Both hit-and-runs and miss-and-runs can result in the same consequences: an injured person, a damaged car, or damaged property, and there is no at-fault motorist who can be held liable.
What is the frequency of hit-and-run accidents? The number of hit-and-runs is at an all-time high.
According to a AAA Safety Foundation research based on federal highway crash data, there were 1,980 fatal hit-and-run crashes in 2016, resulting in 2,049 fatalities. Since the National Highway Traffic Safety Administration began keeping information on fatal motor vehicle incidents in 1975, this is the highest annual number of hit-and-run fatalities or crashes.
These estimates do not include the numerous hit-and-runs that result in only minimal property damage or injuries. A hit and run is also a ding on a fender in a parking lot with no notice under the windshield wiper. According to a 2010 Allstate survey, parked cars were involved in 69 percent of hit-and-run cases.
Is a hit-and-run covered by insurance?
If you are the victim of a hit-and-run, you are only covered if you purchased specific types of coverage. Liability insurance, which is required almost everywhere, does not cover you or your vehicle.
If your automobile is damaged, you must have collision coverage and pay the deductible.

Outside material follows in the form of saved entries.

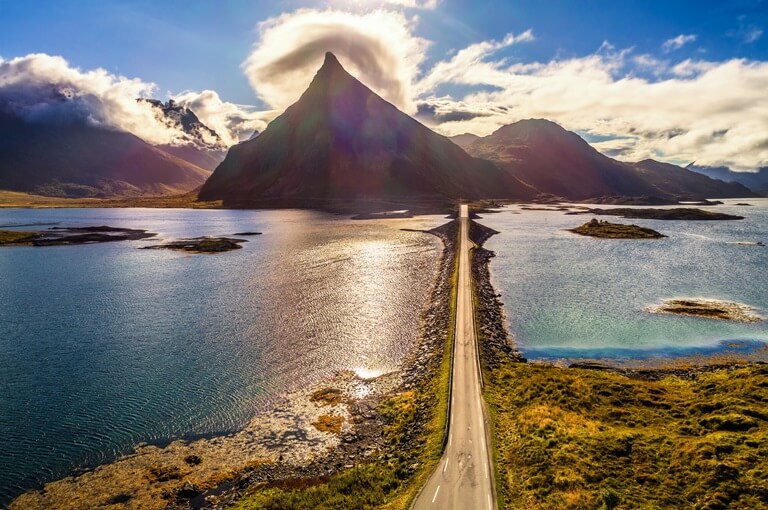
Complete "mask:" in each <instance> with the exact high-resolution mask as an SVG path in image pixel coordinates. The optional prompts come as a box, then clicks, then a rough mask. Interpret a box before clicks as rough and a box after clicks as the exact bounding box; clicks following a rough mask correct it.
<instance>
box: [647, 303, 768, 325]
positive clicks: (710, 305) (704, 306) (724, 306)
mask: <svg viewBox="0 0 768 510" xmlns="http://www.w3.org/2000/svg"><path fill="white" fill-rule="evenodd" d="M646 310H647V311H649V312H651V313H669V314H675V315H690V316H694V317H706V318H708V319H718V320H724V321H734V322H760V321H762V320H763V318H762V317H760V316H759V315H757V314H756V313H755V309H754V308H752V307H751V306H748V305H744V304H741V303H733V302H730V301H718V300H716V299H669V300H667V301H664V302H663V303H662V304H660V305H655V306H650V307H648V308H647V309H646Z"/></svg>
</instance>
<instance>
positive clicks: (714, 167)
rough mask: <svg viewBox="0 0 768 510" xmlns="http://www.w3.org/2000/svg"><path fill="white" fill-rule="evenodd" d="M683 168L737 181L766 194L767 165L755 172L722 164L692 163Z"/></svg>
mask: <svg viewBox="0 0 768 510" xmlns="http://www.w3.org/2000/svg"><path fill="white" fill-rule="evenodd" d="M685 168H686V169H688V170H691V171H692V172H696V173H699V174H704V175H706V176H707V177H709V178H711V179H720V180H721V181H724V182H738V183H739V184H742V185H744V186H746V187H747V188H749V189H751V190H752V191H754V192H755V193H759V194H760V195H763V196H768V167H763V168H760V169H759V170H758V171H757V172H734V171H733V170H731V169H730V168H728V167H724V166H698V165H696V164H694V163H692V164H690V165H688V166H686V167H685Z"/></svg>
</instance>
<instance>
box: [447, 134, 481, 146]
mask: <svg viewBox="0 0 768 510" xmlns="http://www.w3.org/2000/svg"><path fill="white" fill-rule="evenodd" d="M478 138H480V137H479V136H477V135H476V134H474V133H463V134H460V135H454V136H449V137H448V139H449V140H450V141H452V142H453V143H455V144H456V145H458V146H459V147H461V148H462V149H464V150H466V149H467V147H469V146H470V145H472V142H474V141H475V140H477V139H478Z"/></svg>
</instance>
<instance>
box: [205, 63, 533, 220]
mask: <svg viewBox="0 0 768 510" xmlns="http://www.w3.org/2000/svg"><path fill="white" fill-rule="evenodd" d="M535 195H536V191H535V190H534V189H532V188H531V187H530V186H528V185H526V184H523V183H521V182H520V181H519V180H518V179H516V178H515V177H514V176H513V175H512V174H510V173H509V172H507V171H505V170H503V169H501V168H500V167H499V166H498V165H496V164H494V163H492V162H489V161H485V160H482V159H477V158H473V157H471V156H470V155H468V154H467V153H466V152H464V151H463V150H462V149H461V148H460V147H458V146H457V145H456V144H454V143H452V142H451V141H450V140H448V139H447V138H445V137H443V136H441V135H438V134H437V133H435V132H434V131H432V130H430V129H429V128H427V127H426V126H424V125H422V124H421V123H419V122H418V121H416V120H415V119H413V118H412V117H410V116H409V115H406V114H405V113H403V112H401V111H399V110H398V109H397V108H396V107H395V106H393V105H392V104H390V103H388V102H387V101H385V100H384V99H382V98H381V97H379V96H378V95H376V94H375V93H374V92H373V91H371V90H370V89H369V88H368V87H366V86H365V85H363V84H362V83H361V82H360V81H358V80H357V79H355V78H354V77H352V76H351V75H350V74H349V73H347V72H346V71H345V70H344V68H343V67H342V66H341V64H339V61H338V60H337V59H336V57H335V56H334V55H333V54H331V53H328V54H326V56H325V62H324V63H323V66H322V67H321V68H320V70H319V71H318V72H317V74H316V76H315V77H314V79H313V80H312V82H311V84H310V85H309V88H308V89H307V90H306V91H305V92H304V94H302V96H301V98H300V99H299V100H298V101H297V102H296V103H295V104H293V105H292V106H290V107H289V108H288V109H287V110H286V111H285V113H283V114H282V115H280V116H279V117H277V118H276V119H275V120H274V121H272V122H271V123H270V124H269V126H267V128H266V130H264V131H263V132H262V133H261V134H260V135H259V136H258V137H257V138H255V139H253V140H249V141H246V142H243V143H240V144H238V145H236V146H234V147H232V148H231V149H230V150H229V153H228V154H227V157H226V159H225V160H224V161H223V162H222V164H221V165H219V167H217V168H216V170H215V171H214V173H213V174H212V175H211V177H210V179H208V181H207V182H206V183H205V185H204V186H203V188H202V190H201V191H200V195H199V196H200V199H201V200H214V199H223V200H224V201H225V204H226V203H230V204H239V205H249V204H258V203H260V202H265V201H273V202H274V201H277V202H278V203H279V202H280V201H299V202H301V201H312V202H311V203H312V204H318V203H322V202H323V201H333V200H339V199H342V200H361V201H365V200H368V199H372V198H377V199H379V198H393V199H402V198H410V199H414V198H423V199H434V198H440V199H442V198H459V197H465V198H481V197H486V198H494V197H499V198H501V197H504V198H517V199H529V198H532V197H534V196H535Z"/></svg>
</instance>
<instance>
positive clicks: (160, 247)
mask: <svg viewBox="0 0 768 510" xmlns="http://www.w3.org/2000/svg"><path fill="white" fill-rule="evenodd" d="M245 242H247V240H246V239H233V238H229V237H195V238H193V239H181V240H179V241H170V242H167V243H165V244H154V245H152V246H144V247H143V248H142V250H176V251H186V252H189V253H223V252H226V251H232V250H239V249H240V248H242V246H240V245H241V244H242V243H245Z"/></svg>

Uninsured motorist property damage insurance may cover part or all of the damage your car sustains in a select states. However, not all states offer uninsured motorist property damage coverage. California, Colorado, Georgia, Illinois, Louisiana, and Ohio are among the states that do not allow you to use that coverage for hit-and-runs.
You must have obtained personal injury protection (PIP), medical payments, or uninsured motorist bodily injury liability coverage to be covered for injuries. These insurance policies are required in some states but not in others.

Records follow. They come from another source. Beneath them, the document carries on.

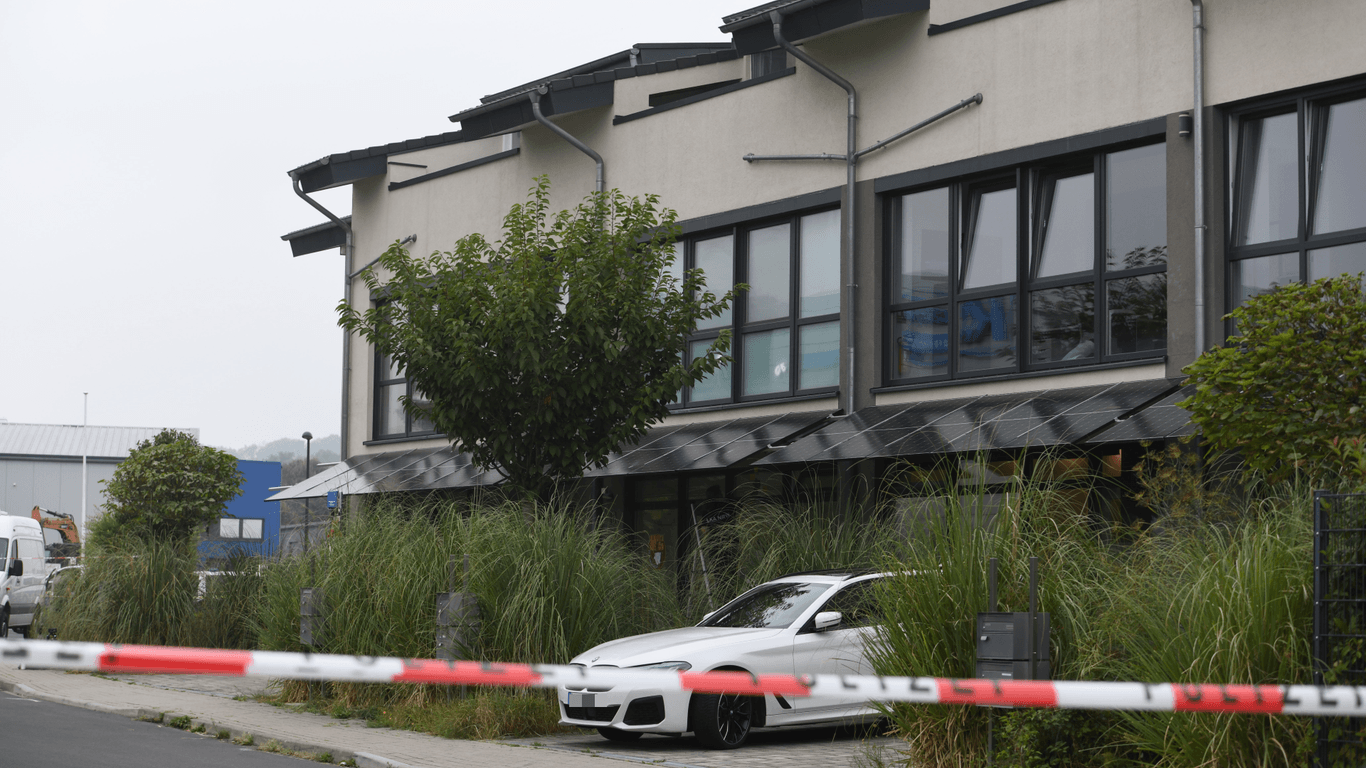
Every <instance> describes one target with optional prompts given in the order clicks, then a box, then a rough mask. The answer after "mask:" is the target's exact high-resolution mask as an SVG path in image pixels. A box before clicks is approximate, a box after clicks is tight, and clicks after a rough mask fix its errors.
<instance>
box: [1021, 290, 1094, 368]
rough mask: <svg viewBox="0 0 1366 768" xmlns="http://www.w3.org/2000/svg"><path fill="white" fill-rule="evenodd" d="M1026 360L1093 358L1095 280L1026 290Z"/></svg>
mask: <svg viewBox="0 0 1366 768" xmlns="http://www.w3.org/2000/svg"><path fill="white" fill-rule="evenodd" d="M1029 301H1030V362H1063V361H1074V359H1094V358H1096V284H1094V283H1085V284H1081V286H1064V287H1061V288H1049V290H1045V291H1033V292H1031V294H1030V299H1029Z"/></svg>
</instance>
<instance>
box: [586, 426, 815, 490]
mask: <svg viewBox="0 0 1366 768" xmlns="http://www.w3.org/2000/svg"><path fill="white" fill-rule="evenodd" d="M825 418H828V417H826V415H825V413H824V411H818V413H790V414H783V415H762V417H749V418H734V420H729V421H712V422H705V424H680V425H676V426H669V425H665V426H656V428H654V429H652V430H650V432H649V433H646V435H645V437H642V439H641V441H639V443H638V444H637V445H635V447H631V448H626V450H622V451H617V452H613V454H612V455H611V456H608V463H607V465H605V466H602V467H600V469H593V470H589V471H587V473H585V477H615V476H623V474H661V473H673V471H706V470H721V469H727V467H731V466H735V465H738V463H742V462H746V461H749V459H753V458H754V456H757V455H761V454H762V452H764V451H768V450H769V447H770V445H773V444H775V443H783V441H785V440H790V439H791V437H792V436H794V435H799V433H800V432H803V430H806V429H810V428H813V426H816V425H818V424H820V422H821V421H824V420H825Z"/></svg>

If you don’t have medical coverage or are injured by an uninsured motorist, several states have crime victim compensation programs that you may be able to use to assist pay your medical bills, according to Gusner. California’s Victim Compensation Program (CalVCP) and Florida’s Crime Victim Compensation are two examples.
Will a hit-and-run accident increase my insurance rates?
Because rates vary based on state regulations and an insurer’s own internal criteria, there’s no one-size-fits-all solution as to what will cause your auto insurance rates to rise.
If you’re the victim of a hit-and-run accident and submit a claim, your premiums are unlikely to rise. A single not-at-fault incident or uninsured motorist bodily injury claim, according to Gusner, is unlikely to boost your auto insurance.
However, if it’s one of several claims made over the company’s look-back period, which is normally three years, it could result in a rate hike.
You should request that the claim be marked as “not at fault” by your insurance company.
What happens if I hit and run over a parked car? What if I collide with a moving vehicle?
It is illegal to flee the site of an accident. Every state requires cars to pull over after an accident to exchange information and, if necessary, offer aid.
Even in parking lots, this is true. More arrests are made as a result of security cameras and eyewitnesses than you may think. If you’re caught, you’ll be held responsible for both the damage to the other person’s vehicle and the crime of fleeing the scene.
A hit-and-run offense can be either a misdemeanor or a felony. If someone is hurt, it’s more likely to be a criminal. Fines of up to $20,000 and up to 15 years in jail are possible criminal penalties. You might face substantial fines and up to a year in jail even if the offense is only a misdemeanor.
There are also administrative fines. In New Jersey, for example, leaving the scene of a property-damage accident is punishable by two points on your driver’s license; if there is an injury, the punishment is increased to eight points.
In several places, a conviction for leaving the scene might also result in an SR-22 requirement.
If you’re convicted of a hit-and-run, your vehicle insurance rates will likely rise by 87 percent on average, but they could rise considerably higher depending on where you reside and other circumstances.